We see that from the SHAP explanation that the most significant feature pushing the prediction towards Bad is the external risk estimate. This is followed by the revolving balance percentage and the average age in the credit file (both pushing the prediction towards Bad). There are over ten additional features with importances assigned in the explanation.

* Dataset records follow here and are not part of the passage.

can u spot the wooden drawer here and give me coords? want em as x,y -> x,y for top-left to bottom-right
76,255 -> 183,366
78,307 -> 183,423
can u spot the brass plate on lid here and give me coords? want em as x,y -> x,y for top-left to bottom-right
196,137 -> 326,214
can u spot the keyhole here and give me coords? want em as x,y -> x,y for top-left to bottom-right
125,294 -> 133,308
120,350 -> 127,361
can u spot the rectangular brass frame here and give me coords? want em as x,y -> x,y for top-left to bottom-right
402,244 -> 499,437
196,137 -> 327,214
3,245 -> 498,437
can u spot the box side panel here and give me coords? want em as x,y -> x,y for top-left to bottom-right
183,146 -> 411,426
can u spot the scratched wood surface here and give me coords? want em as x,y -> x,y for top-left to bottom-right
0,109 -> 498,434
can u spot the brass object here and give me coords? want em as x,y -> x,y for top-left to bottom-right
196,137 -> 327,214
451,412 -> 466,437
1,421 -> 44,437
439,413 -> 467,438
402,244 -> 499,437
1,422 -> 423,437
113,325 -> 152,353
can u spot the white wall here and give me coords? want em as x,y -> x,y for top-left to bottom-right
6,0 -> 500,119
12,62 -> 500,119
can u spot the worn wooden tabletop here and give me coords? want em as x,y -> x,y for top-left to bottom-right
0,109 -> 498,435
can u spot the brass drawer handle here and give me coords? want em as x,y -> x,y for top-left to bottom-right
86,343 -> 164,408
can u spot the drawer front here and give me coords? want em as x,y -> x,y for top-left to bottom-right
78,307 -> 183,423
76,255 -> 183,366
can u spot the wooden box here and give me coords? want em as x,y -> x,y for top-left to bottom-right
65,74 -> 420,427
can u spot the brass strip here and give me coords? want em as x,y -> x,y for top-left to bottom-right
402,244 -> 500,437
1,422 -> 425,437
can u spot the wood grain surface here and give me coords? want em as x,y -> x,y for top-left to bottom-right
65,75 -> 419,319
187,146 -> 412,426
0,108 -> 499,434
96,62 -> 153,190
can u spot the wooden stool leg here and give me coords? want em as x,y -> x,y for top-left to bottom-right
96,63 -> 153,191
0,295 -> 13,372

Note that the time since the most recent inquiry is not one of the most important factors. This is unlike in the LIME explanation where it was the second-most important feature, and in the optimal tree model where it was one of three relevant factors alongside the external risk estimate and revolving loan balance. This is again evidence that this approach to explanation may have trouble isolating the interactions between variables to succinctly interpret the model output. In this case, it seems that the high revolving loan balance of 89% is contributing very strongly, whereas the optimal tree model identifies all balances over 35% as "high", and then proceeds to consider other factors.

Conclusions

In this example, we compared two approaches for predicting loan defaults and interpreting the resulting model. The logic behind the optimal tree model and its predictions is transparent and clear. In contrast, the LIME and SHAP explanations assigned importance to similar features used by the tree, but also to many others, making it harder to construct a succinct description of the prediction mechanism. In the example prediction we attempted to explain, LIME assigned importance to both of the features used by the tree, but for one of these the effect was likely in the wrong direction, while SHAP did not assign much importance to this second feature.